Os mercados globais voltam a perder tração nesta manhã, com a recuperação recente das ações americanas ficando pelo caminho em meio à renovada cautela com o tema inteligência artificial. Futuros do S&P 500 recuam 0,4% após o índice ter registrado seu maior ganho em mais de uma semana, enquanto o Nasdaq 100 cai cerca de 0,5%. Na Europa, as bolsas devolvem parte das máximas históricas, com destaque negativo para a Airbus, que afunda cerca de 7% após guidance fraco de entregas.
O setor de tecnologia segue no centro da volatilidade: praticamente todos os nomes do chamado “Magnificent Seven” operam em queda no pré-mercado, com exceção da Microsoft. O mercado começa a questionar se os investimentos bilionários em IA vão, de fato, se traduzir em retorno, enquanto gestores buscam rotação para outros setores e regiões. O próximo grande teste de sentimento será o balanço da NVIDIA, na semana que vem.

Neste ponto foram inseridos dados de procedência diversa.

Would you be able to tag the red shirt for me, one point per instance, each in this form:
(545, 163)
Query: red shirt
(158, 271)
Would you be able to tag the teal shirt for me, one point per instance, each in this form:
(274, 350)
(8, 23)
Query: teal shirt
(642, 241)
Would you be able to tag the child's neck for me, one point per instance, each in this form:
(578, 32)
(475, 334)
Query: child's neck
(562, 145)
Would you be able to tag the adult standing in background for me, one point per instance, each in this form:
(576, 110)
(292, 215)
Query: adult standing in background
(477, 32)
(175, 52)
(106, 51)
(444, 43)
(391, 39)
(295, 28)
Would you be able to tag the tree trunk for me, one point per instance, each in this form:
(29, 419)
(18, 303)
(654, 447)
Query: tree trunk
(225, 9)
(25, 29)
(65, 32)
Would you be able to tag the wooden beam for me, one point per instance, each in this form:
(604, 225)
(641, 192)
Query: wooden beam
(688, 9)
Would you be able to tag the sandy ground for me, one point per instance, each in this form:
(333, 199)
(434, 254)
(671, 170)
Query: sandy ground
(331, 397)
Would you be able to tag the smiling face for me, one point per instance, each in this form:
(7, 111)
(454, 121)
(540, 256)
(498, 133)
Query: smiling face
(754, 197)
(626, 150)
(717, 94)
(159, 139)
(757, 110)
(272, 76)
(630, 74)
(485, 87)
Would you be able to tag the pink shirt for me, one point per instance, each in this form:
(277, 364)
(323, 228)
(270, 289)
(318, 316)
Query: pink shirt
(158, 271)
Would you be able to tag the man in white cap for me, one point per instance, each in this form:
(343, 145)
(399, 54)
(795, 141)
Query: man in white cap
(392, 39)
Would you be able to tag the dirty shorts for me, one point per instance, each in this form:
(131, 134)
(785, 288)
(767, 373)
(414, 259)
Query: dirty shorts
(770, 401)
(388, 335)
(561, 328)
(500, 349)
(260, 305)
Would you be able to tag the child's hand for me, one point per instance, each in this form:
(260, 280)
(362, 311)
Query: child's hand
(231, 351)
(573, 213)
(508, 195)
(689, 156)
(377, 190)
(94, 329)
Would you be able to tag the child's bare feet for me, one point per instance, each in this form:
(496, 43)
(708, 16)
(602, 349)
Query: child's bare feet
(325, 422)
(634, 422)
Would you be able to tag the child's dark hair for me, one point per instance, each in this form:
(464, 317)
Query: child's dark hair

No macro, o petróleo segue firme, com o Brent sustentado acima de US$ 70/barril, refletindo novas tensões entre Irã e Estados Unidos. Ao mesmo tempo, o feriado do Ano Novo Lunar mantém a China fora dos mercados, pressionando metais industriais.
No Brasil, o Ibovespa sentiu o peso das commodities, com a Vale puxando o índice para baixo na reabertura pós-Carnaval. O dólar avançou após a ata do Federal Reserve, que reforçou o discurso de desinflação lenta, sinalizando cortes de juros mais distantes nos EUA.
Por aqui, o mercado segue precificando queda de 50 bps da Selic em março, sustentado pelas recentes falas de Gabriel Galípolo. Hoje sai o IBC-Br de dezembro, que deve confirmar a desaceleração da atividade. No noticiário político, a crise do Master continua no radar e adiciona ruído local.
Resumo: clima de cautela nos mercados, com as ações de tecnologia voltando a pesar no sentimento global. O petróleo segue firme por conta das tensões no Oriente Médio. No Brasil, o dólar sobe com o tom mais duro do Fed, enquanto o mercado local ainda aposta em corte da Selic em março. Aqui, commodities pressionam a bolsa e o noticiário político segue adicionando ruído.